Bethany Rivers was in charge of the starch and vegetable, and worked diligently to perfect the recipes, along with her mother, Melinda Rivers, who volunteered as a team mentor. For starch, the team chose a “Cheesy Creamy Orzo”, mixed with fresh parmesan cheese, green peas, bell peppers, green onions and tomato concasse.
“All of us tasted and then tweaked it,” Rivers said, describing how the group decided the pasta dish needed less ginger and more cheese, adding that special flavor. Rivers also parboiled fresh asparagus spears and then marinated them in a lemon vinaigrette glaze with minced garlic, onion and peppercorns. With an eye for detail, eye-for-detail, Rivers designed the entrée plate presentation, resulting in a high score for Plate Presentation competition category.
“We chose for our dessert, an ace-in-the-hole … baking a cake, on top of a cooktop, in a pot,” Raley said.
Describing how the team could only use two portable butane burners and no electricity, Raley said the dessert had to be unusual, delicious and impressive.
Kylie Odom stepped up to the challenge.
"With the guidance of her mother, Marsha Odom, one of Quitman’s finest pastry chefs, we knew we would have a winner,” Raley said.

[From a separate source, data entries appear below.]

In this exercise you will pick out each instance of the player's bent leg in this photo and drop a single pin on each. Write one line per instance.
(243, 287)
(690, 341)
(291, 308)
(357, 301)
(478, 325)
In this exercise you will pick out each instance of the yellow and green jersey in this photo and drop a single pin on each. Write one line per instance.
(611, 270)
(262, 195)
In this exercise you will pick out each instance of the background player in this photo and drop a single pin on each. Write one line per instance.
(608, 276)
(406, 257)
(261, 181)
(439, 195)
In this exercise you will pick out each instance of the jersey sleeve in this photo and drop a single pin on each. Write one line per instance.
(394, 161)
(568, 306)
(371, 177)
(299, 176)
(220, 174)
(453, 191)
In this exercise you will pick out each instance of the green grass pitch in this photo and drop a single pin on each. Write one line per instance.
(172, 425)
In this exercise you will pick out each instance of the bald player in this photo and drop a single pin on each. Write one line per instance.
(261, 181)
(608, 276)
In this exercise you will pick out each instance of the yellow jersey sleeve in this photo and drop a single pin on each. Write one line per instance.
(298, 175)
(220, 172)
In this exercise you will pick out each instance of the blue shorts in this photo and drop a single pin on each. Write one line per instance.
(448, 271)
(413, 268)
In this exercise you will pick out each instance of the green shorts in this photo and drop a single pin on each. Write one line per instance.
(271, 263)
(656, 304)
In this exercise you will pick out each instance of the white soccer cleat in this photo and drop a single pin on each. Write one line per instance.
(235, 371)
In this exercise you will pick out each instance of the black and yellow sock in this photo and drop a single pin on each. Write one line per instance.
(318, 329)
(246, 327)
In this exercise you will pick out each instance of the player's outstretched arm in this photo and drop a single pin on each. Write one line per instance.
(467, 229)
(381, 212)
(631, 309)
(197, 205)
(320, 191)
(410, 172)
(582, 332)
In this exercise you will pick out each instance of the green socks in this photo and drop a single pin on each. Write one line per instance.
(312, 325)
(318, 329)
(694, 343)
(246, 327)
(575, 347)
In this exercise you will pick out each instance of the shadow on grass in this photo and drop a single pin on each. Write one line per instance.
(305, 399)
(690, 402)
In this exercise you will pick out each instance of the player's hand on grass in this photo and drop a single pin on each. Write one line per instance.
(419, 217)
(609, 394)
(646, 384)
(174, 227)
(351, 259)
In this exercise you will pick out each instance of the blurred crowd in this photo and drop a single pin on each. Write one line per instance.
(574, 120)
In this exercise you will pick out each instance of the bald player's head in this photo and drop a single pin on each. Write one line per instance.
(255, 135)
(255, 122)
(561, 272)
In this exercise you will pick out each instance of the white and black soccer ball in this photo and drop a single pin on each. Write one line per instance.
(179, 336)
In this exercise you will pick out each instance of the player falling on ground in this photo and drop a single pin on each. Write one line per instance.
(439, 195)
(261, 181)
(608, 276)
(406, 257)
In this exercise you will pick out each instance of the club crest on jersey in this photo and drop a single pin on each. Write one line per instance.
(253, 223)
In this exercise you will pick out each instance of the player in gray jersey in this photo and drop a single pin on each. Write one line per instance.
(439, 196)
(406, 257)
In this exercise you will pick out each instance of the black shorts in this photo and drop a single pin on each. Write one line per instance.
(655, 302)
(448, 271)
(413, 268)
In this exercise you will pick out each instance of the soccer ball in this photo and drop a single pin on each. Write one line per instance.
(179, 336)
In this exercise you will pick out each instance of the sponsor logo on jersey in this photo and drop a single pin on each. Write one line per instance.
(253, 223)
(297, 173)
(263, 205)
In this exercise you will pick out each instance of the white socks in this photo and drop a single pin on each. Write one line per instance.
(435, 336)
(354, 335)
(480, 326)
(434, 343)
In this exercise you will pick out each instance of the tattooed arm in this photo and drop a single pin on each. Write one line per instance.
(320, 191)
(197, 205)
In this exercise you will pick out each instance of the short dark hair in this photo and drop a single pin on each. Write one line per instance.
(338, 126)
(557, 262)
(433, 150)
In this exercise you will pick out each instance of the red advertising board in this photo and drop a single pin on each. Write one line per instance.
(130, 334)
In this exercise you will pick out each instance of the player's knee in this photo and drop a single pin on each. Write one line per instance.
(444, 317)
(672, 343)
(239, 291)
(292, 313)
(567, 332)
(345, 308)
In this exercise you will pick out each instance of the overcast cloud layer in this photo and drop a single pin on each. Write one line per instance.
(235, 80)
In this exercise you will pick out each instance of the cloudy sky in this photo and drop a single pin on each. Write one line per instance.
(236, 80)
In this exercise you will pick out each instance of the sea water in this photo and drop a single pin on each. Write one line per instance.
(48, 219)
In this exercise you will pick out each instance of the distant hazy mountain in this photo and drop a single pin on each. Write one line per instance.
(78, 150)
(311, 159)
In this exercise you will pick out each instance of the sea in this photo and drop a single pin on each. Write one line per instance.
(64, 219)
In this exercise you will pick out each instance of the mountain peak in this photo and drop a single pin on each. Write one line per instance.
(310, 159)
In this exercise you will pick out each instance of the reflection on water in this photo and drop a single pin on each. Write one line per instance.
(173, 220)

To guarantee a delicious cake, Kylie Odom used her great-grandmother Mammy’s Carrot Cake with Cream Cheese Icing recipe.
"Kylie used her artful eye in decorating the cake by striping it with the mouth-watering icing and topping it with a beautiful, fresh pansy bloom," Raley said. "She finished by garnishing the plate with fresh blackberries and raspberries that she dusted with a touch of sugar.
Everyone at the competition was amazed and talking about the team that cooked a cake on top of a burner, in a pot.
"If you know Kylie Odom, then you will not be surprised that when approached by the curious others, she just smiled, but didn’t speak a word of her secret method," Raley said.
Biff McCabe, event judge and National Culinary Specialist at the Art Institutes of Colorado, said the Clarke County team was very impressive, especially being first year culinary students.
“This was an amazing team,” McCabe said. “It was a delight to watch them on the floor.”
McCabe emphasized that judges award points on more than just taste and presentation of food. Knife skills, poultry fabrication, distribution of labor, organization, sanitation practices and teamwork are critical.
“The Clarke County team has a really cohesive team and it showed,” McCabe said.
“The only team that scored higher than Clarke County’s representatives was Biloxi High School, who has won the state title four times in the last five years, and who is trained by international chefs from several of the coast casinos,” Raley said.
Each of the students was awarded nearly $7,000 in scholarships to culinary schools around the nation for winning first runner up.
“I am so very proud of each of these young ladies and feel blessed to be able to spend time with them," she aded. "Their futures are bright and I look forward to witnessing their many accomplishments. Who knows, one day I may be watching the Food Network channel and see some of our Clarke County chefs turning their dreams into reality”.